O secretário geral da APAR frisa que todos os pedidos feitos são legais e não provocam alarme social: “a nossa lei permite que o recluso vá em prisão domiciliária quando faltar um ano para o meio da pena, nós estamos a pedir dois anos do fim da pena.

Confrontada com o número de infetados nas prisões portuguesas, e após as sugestões da ONU, Francisca Van Dunem, ministra da Justiça diz que “foi possível proteger o sistema”. Em entrevista à SIC Notícias, alerta ainda que para se cumprir o sugerido pela ONU há que avaliar os crimes cometidos e ainda “se as respetivas famílias têm condições para as acolher”. Há que ter um equilíbrio entre “humanidade” e “segurança”, acrescenta ainda.

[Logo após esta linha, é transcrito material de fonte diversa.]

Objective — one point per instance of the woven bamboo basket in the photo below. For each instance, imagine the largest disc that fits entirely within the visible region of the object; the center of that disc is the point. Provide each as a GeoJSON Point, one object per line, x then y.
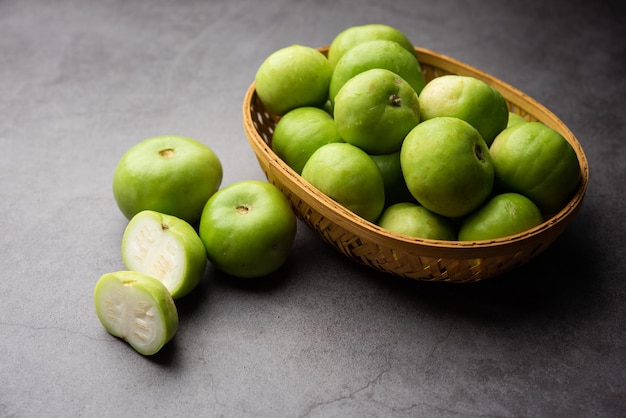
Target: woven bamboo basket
{"type": "Point", "coordinates": [399, 255]}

A medida de libertação serão equacionadas aquando a reavaliação do estado de emergência.

Relembre-se que Portugal tem cerca de 12.700 presos, distribuídos por 49 estabelecimentos prisionais.

Nota da redação: À hora do fecho da edição do artigo (12h39 de 1 de abril de 202) havia já um quinto caso de infeção por COVID-19 confirmado nas prisões portuguesas.